In the latest episode, we see one more showing of abuse at the hands of Nate through a game of Russian roulette where he breaks into her room and threatens her to get his hands on a disc. The scene is beyond traumatizing and horrifying for Maddy to have been targeted in her own home. The episode results in Nate and Cassie getting together and seemingly having a happy ending, while Maddy is left alone crying.

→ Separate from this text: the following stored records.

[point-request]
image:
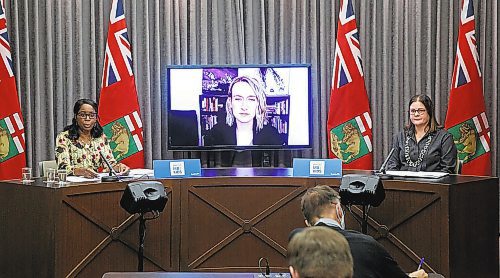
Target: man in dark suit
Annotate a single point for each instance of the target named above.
(319, 252)
(321, 207)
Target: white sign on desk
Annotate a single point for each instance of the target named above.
(177, 168)
(317, 167)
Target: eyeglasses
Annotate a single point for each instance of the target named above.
(417, 111)
(82, 115)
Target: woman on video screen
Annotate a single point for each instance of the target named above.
(246, 119)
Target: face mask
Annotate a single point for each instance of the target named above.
(342, 219)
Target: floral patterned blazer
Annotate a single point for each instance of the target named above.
(71, 154)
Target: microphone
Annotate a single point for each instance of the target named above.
(381, 172)
(112, 175)
(268, 270)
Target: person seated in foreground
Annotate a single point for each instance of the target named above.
(80, 145)
(319, 252)
(321, 207)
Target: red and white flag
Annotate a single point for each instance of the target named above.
(12, 144)
(349, 118)
(119, 111)
(466, 117)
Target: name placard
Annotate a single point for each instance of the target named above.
(303, 167)
(177, 168)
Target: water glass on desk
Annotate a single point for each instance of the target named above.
(51, 175)
(62, 176)
(26, 174)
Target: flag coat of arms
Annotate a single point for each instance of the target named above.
(466, 117)
(349, 118)
(119, 111)
(12, 144)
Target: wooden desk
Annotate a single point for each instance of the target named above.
(229, 218)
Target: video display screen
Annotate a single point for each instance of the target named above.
(239, 107)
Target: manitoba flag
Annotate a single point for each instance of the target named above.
(12, 145)
(118, 105)
(466, 117)
(349, 121)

The side-by-side storytelling of how these characters ended up in the episode is jarring. The violence endured by Maddy is overlooked and Cassie ends up with her best friend’s abuser. There is clear mistreatment of a woman of color and how fetishization by a white man shapes that. Maddy fulfilled Nate’s fantasy but he refused to change — if that’s even possible — for her, instead deciding to become a better person for the white woman that he is now with. Earlier in the show, we saw Nate’s fantasies and sexualization of Maddy, and then we saw how he viewed himself with Cassie as something more stable — marriage, a family, and a home.
Maddy’s character is complex and Demie does not get enough credit for portraying her. Besides being the It Girl of the series, she is also representative of multiple experiences faced by women, especially women of color. Her relationship with Nate is exemplary of the way white men may use women of color in relationships to fulfill some sort of fantasy and abuse and mistreat them only to ultimately choose to settle down with a white woman. Yet, she’s also a force to be reckoned with and even though her Latinidad isn’t front and center, it’s a powerful representation of a Latina on TV.